Originally published Thursday, October 10, 2019 at 12:51p.m.

Dear Abby: We have a small house, and family and friends are always welcome. We also have six cats, and their care and comfort are paramount. We keep our cats separated so they don’t fight, so two cats occupy what used to be our guest room. We have explained this to overnight guests, several of whom are allergic to cats or don’t like them, and they insist “everything will be fine.” They then refuse to let the cats into the room during the day, while our distressed feline family members howl and claw the door.

There are simple things that must be done when living with cats, like making sure they don’t run outside (they are all indoor cats), keeping toilet lids down and breakable things out of their reach. Our guests don’t seem to care and they don’t comply. Frankly, I wouldn’t care if the cats took their jewelry, but I would care if one of them choked on it.

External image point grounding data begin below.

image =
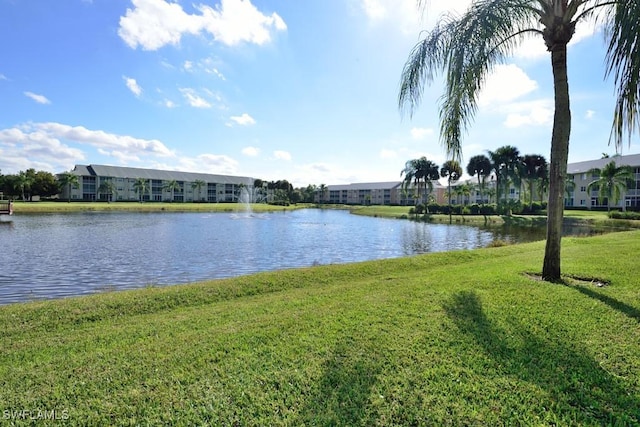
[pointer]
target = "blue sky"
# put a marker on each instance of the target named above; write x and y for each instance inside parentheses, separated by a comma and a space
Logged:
(274, 89)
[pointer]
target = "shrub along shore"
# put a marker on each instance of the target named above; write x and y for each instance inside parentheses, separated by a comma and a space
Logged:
(456, 338)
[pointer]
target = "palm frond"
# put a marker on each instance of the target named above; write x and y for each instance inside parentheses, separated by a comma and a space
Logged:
(623, 62)
(465, 49)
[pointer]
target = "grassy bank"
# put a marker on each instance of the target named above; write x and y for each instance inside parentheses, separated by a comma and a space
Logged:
(590, 218)
(459, 338)
(52, 207)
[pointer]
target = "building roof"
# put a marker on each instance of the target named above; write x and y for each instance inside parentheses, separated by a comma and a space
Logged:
(372, 186)
(582, 167)
(365, 186)
(164, 175)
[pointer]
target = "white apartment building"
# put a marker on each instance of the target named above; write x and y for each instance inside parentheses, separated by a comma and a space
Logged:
(217, 188)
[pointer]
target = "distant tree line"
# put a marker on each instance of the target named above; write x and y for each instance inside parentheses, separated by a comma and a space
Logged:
(505, 168)
(28, 184)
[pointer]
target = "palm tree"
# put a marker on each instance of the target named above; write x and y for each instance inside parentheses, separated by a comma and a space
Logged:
(197, 185)
(569, 186)
(422, 172)
(466, 48)
(171, 185)
(141, 186)
(23, 181)
(505, 165)
(68, 179)
(611, 183)
(322, 189)
(534, 168)
(462, 191)
(452, 171)
(108, 188)
(480, 166)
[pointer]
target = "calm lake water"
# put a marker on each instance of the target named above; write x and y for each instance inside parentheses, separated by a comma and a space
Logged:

To be fair, we visit with these petless folks, so we can’t ask them not to stay with us. How do we handle this politely so there are no hurt feelings? – New England Cat Lover

Dear Cat Lover: It’s time to end the tradition of staying in each other’s homes. There will be fewer hurt feelings all the way around – your pets included – if, when you visit these folks you stay someplace other than in their home and suggest to them that they do likewise. This doesn’t mean you won’t see and entertain them – it only means they won’t be subject to your house rules, which clearly are not acceptable to them.

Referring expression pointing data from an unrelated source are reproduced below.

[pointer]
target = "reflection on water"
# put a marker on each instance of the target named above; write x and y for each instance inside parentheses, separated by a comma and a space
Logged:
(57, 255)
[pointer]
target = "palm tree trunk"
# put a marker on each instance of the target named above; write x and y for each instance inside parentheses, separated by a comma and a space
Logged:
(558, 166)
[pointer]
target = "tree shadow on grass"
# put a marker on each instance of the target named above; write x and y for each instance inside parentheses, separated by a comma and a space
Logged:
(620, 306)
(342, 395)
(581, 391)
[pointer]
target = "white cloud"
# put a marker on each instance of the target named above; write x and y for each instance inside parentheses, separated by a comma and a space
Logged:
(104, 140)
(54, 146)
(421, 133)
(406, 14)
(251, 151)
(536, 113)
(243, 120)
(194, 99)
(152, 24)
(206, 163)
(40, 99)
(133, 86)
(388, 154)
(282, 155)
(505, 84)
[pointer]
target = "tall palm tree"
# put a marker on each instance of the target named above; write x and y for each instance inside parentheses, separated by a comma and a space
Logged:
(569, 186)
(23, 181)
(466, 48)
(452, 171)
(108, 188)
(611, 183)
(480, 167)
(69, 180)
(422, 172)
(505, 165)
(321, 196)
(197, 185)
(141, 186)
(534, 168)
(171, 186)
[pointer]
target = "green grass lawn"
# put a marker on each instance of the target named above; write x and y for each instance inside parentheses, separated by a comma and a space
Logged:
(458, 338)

Dear Abby: My husband and I have been having the roughest year of our marriage, and we are divorcing. He has started a new relationship with a woman who is 14 years younger than he is, and he takes our 5-year-old to her house.

My husband and I are still living together. He’s in the basement; I’m upstairs. I have tried to have a conversation about boundaries and doing what’s best for our daughter, and I don’t know what his next move will be. Living with the young lady? What should I do next? – Moving On

Dear Moving On: There is a commonsense rule that parents who are divorcing should not introduce a child to the new partner until it’s clear the relationship will be long-lasting. At this point, you can’t control to whom your husband introduces your little girl. This is a conversation you should be having with the attorney who is arranging your divorce. If something presents a danger to your child, the lawyer may be able to help you put a stop to it.